Адония Ивойловна покушать любит.
Комнаты все подряд. Крайняя к кухне – Маракулина. И Петру Алексеевичу слышно, как по утрам заказывается обед. Адония Ивойловна любит особенно рыбные кушанья. И с каким душу выворачивающим вкусом наставляет она Акумовну о стерлядях – ухе стерляжьей.
– Ты, Ульянушка, – говорит она Акумовне, говорит, словно бы слезы глотает, – ты наперво, Ульянушка, окуней вывари до изнеможения, а затем класть стерлядь, вкусная уха выйдет.
И правильно, вкусная варилась уха, душевыворачивающий стерляжий сладкий дух разваривающейся жирной стерляди переполнял и кухню и все четыре комнаты, и едва уж сидит, еле дождется Маракулин счастливейшего часа – блаженнейшей минуты идти в столовую на Забалканский75.
Адония Ивойловна покушать умела.
Зиму сиднем сидит, усидчивая, по двору ее не иначе, как кузницею звали за эту усидчивость, но чуть весна – и уж нет ее в Петербурге: целое лето разъезжает с места на место по святым местам.
Любит Адония Ивойловна блаженных и юродивых, старцев и братцев и пророков. Была она и у безумствующего старца под Кишиневом, страшные его рассказы слушала о Страшном суде и о муках над грешниками, и такие страшные – в неуме расходились богомольцы и беснованию предавались, а иные тут же на месте от страха адских мук помирали – такие страшные рассказы. Была она и на Урале у Макария, на птичнике живет старец, за птицею ходит, с птицею разговаривает, и весь скот старцу повинуется: станет старец на закате солнца молиться и скот станет – повернет рогатые, бородатые головы да в ту сторону, куда старец молится, и стоит, не переступнет и гремком не гремнет и бубенцом не звякнет. Была она и в Верхотурье у Федотушки Кабакова76, молитвою вызывающего глас с небеси, была и у того самого старца, который старец прикоснется к тебе и прикосновением своим ангельскую чистоту сообщит – возведет в райское состояние, была и у китаевского пророка: свой язык дает старец сосать, высунет тебе, пососешь и освятишься – благодать получишь. И у многих других старцев побывала она на своем веку: и в Богодуховском – нечистых духов, соитием плоть умерщвляя, изгоняет старец, и у Босого – Ивановского старца и у Дамиана старца и у Фоки Скопинского, на огненном костре сжегшегося.
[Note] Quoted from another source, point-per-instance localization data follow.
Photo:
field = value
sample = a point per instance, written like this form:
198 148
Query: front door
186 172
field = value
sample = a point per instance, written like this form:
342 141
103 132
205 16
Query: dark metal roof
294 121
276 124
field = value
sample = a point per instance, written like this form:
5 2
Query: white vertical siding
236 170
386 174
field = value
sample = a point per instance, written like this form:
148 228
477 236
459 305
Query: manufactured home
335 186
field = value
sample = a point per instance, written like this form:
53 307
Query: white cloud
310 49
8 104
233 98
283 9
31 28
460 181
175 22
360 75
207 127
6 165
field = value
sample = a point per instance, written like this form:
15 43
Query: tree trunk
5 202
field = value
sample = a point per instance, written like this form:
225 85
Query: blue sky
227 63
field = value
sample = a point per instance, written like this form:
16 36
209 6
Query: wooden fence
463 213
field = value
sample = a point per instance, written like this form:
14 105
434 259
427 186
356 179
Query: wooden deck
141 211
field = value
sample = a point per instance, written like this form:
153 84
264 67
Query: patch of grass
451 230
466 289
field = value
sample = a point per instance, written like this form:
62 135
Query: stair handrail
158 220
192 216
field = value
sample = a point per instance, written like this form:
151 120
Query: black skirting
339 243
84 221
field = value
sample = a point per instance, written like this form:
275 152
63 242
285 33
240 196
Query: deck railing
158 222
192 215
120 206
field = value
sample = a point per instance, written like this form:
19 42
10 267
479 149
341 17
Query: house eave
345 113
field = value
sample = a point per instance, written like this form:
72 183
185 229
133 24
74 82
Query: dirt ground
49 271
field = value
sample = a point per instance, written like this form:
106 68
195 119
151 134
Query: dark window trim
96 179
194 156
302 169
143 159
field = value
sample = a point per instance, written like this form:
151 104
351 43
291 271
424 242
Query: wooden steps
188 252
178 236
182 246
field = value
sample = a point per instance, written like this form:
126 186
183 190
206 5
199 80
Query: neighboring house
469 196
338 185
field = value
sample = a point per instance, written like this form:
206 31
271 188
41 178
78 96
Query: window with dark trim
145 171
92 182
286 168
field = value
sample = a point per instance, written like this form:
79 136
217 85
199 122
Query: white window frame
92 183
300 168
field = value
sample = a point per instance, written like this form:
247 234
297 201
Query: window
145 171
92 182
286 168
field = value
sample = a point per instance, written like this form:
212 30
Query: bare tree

Любит Адония Ивойловна блаженных и юродивых, старцев и братцев и пророков. И век бы ей слушать непонятные их разговоры и притчи их и слова их, и молиться бы в их кельях, где лампады сами собою зажигаются, как свеча иерусалимская. Но горе ее: не говорят они с нею, ей одной наособицу ничего не говорят. Или летами стара она или уж от умиления слов пророческих не слышит или не дано ей услышать? И только одна сестрица Параша сказала:
– Корабли пойдут, много кораблей – далеко!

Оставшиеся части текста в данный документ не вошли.